Chasing 1 Million RPS

yes, this is clickbait. kind of.

What “1 Million RPS” Actually Means

“1 million RPS” is not a single number. It depends entirely on what the server is doing per request.

A handler that returns {"status":"ok"} with no I/O can hit 10-20M RPS on a single machine. A handler that does a primary-key SELECT on a warm Postgres index might do 50k-200k RPS before the database becomes the ceiling. A write with fsync — maybe 5k-20k. An aggregation query with a table scan: 500. These are not the same problem and should not share a headline.

The breakdown matters:

Read-heavy (cache or memory): latency is microseconds, bottleneck is the network stack and CPU cycles in the request path — TCP, kernel syscalls, HTTP parsing, serialization. This is where IRQ pinning, prefork, and buffer tuning show up. This is the regime we’re in for /simple.

Compute-intensive (CPU-bound, no I/O): bottleneck is CPU cores. Throughput scales linearly with cores until you hit scheduling overhead. /compute in this journal is this case — 128 cores saturated, 1.7M RPS.

Read with DB (SELECT): you now have a latency floor set by the database round-trip (0.2ms local, 1-5ms over network). At 1ms average, Little’s Law says you need 1000 concurrent connections to drive 1M RPS from a single DB connection pool. Connection limits, query planning, index hits, buffer pool size — all of these cap you before the HTTP layer does.
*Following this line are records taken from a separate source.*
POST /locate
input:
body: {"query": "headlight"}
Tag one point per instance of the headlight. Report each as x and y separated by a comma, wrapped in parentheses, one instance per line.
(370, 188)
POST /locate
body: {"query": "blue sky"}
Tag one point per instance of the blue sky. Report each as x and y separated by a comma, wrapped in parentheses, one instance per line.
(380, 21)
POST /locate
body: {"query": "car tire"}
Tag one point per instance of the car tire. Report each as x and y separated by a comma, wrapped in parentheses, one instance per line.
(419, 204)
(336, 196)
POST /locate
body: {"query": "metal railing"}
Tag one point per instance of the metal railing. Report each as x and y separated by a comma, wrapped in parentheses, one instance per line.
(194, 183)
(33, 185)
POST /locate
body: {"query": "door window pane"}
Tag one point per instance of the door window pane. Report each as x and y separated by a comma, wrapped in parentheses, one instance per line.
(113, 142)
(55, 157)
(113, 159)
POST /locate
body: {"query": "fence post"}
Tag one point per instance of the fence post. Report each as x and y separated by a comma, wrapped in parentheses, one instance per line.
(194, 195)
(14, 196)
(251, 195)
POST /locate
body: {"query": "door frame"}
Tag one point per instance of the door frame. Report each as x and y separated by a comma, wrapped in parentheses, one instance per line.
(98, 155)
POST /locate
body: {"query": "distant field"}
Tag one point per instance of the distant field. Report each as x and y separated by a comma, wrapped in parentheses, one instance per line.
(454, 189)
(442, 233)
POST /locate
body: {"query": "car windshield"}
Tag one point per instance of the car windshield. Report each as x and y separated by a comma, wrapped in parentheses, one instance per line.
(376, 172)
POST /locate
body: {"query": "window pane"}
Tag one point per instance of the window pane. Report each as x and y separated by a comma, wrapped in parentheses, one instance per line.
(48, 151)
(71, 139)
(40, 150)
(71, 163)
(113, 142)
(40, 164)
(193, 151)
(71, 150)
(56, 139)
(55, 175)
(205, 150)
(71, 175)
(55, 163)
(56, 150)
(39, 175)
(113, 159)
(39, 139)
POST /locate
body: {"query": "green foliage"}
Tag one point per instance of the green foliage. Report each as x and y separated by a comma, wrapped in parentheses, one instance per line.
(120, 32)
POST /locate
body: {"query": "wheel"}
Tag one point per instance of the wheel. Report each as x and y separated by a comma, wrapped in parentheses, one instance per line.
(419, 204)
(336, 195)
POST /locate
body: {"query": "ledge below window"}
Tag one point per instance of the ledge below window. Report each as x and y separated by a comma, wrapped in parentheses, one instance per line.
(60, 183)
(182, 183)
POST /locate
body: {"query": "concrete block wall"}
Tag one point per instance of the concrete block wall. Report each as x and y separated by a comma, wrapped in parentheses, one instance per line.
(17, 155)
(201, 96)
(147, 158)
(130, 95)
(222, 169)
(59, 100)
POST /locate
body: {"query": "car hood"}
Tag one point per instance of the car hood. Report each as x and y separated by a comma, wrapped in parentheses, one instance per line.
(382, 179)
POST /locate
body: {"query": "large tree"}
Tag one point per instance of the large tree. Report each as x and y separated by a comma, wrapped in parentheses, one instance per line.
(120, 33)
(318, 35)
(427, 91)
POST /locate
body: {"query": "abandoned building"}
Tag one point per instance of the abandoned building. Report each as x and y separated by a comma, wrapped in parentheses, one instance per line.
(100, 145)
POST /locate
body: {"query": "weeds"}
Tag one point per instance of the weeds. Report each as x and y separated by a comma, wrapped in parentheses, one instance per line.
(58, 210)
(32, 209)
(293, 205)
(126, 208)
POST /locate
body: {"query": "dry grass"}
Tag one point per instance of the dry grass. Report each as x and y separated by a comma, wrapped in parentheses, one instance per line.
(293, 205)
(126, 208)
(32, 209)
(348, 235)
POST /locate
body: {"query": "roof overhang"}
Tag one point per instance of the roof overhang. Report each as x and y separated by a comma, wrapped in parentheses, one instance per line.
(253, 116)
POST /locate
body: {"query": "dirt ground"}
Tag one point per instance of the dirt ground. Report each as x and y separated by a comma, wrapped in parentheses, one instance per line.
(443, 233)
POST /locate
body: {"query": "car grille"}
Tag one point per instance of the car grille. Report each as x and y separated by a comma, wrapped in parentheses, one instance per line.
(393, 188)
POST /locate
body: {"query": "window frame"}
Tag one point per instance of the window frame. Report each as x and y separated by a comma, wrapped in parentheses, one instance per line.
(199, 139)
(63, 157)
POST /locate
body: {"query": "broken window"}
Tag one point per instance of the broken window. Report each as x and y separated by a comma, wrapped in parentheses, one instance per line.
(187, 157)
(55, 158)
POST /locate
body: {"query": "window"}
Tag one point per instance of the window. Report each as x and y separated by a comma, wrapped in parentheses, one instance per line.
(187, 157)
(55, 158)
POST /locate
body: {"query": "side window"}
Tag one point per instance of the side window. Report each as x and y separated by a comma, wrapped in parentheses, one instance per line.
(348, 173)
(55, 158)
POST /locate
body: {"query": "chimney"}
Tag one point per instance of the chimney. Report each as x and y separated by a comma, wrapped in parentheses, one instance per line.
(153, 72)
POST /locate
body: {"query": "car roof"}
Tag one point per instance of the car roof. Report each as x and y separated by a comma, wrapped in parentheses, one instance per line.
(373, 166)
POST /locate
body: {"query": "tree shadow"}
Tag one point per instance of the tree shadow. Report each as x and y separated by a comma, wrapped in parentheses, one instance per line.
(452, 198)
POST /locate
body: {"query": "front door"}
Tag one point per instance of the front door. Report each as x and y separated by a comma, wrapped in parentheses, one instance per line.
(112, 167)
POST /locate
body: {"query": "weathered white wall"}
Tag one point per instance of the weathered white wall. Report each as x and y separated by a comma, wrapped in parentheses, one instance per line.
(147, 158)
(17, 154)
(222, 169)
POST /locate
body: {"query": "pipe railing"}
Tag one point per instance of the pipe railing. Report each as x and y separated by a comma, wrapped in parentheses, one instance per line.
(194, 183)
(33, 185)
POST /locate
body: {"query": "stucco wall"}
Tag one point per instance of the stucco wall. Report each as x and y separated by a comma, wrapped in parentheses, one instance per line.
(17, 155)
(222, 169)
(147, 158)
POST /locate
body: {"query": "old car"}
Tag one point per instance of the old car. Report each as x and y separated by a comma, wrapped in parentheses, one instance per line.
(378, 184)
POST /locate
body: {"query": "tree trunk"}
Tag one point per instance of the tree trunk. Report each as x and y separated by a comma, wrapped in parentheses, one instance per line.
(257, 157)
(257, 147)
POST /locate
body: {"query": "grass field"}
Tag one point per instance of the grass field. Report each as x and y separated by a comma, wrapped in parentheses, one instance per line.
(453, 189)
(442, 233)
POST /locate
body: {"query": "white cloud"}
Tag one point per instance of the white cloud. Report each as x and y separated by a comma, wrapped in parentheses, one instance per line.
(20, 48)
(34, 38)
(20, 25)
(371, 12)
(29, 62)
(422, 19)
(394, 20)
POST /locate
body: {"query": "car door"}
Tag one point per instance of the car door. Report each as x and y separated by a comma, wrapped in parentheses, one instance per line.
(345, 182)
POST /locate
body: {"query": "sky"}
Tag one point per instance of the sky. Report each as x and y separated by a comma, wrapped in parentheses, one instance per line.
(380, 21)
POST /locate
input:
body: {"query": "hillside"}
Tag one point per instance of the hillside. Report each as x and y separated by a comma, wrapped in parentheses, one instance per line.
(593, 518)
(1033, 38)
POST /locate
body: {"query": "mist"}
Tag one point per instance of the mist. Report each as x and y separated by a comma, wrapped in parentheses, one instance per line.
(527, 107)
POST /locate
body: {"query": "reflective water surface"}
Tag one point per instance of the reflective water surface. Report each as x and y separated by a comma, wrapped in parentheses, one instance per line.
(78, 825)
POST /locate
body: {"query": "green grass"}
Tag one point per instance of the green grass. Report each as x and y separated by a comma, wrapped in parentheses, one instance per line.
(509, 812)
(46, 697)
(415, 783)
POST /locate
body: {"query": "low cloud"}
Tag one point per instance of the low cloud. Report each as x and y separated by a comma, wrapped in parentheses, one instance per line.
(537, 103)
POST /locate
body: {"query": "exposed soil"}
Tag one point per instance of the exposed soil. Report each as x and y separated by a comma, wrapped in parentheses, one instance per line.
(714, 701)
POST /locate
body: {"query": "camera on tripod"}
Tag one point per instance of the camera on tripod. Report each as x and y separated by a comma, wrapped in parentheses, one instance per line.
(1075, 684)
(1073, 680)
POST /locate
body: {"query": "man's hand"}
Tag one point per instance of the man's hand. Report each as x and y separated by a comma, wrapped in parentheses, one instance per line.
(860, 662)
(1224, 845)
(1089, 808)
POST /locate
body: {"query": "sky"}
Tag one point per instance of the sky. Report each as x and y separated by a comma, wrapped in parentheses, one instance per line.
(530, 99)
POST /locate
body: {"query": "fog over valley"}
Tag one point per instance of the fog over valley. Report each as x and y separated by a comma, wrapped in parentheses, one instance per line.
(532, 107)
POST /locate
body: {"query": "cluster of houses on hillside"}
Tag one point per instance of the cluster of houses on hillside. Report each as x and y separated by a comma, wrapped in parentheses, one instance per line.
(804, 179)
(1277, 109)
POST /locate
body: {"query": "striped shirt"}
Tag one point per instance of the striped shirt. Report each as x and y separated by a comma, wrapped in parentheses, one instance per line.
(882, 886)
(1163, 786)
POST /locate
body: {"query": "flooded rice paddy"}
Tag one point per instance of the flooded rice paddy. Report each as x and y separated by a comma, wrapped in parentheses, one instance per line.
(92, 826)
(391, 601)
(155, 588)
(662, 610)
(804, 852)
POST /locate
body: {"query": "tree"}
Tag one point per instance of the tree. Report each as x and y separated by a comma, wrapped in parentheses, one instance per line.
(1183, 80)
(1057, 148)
Write with DB (INSERT/UPDATE): add write amplification, WAL flushes, lock contention, replication lag. fsync at 10ms latency means 100 RPS per write path, not 1M. Batching and async writes push this up but introduce consistency trade-offs.

Failure handling: a server doing retries, circuit breaking, or fallback logic on each request burns CPU per failure. At high RPS, even 0.1% error rate with a retry doubles load on a degraded downstream. Failure handling changes the per-request cost model entirely.

Consistency: a linearizable key-value write (single-node, synchronous) is fast. A distributed write requiring quorum adds network round-trips per request. Eventual consistency lets you write to a single replica and replicate async — throughput goes up, guarantees go down.

The 1M RPS target is a lens, not a finish line. It forces you to be precise about what work the server is actually doing, because vague claims collapse immediately when you try to reproduce them. What workload? What latency? What hardware? What was the client doing?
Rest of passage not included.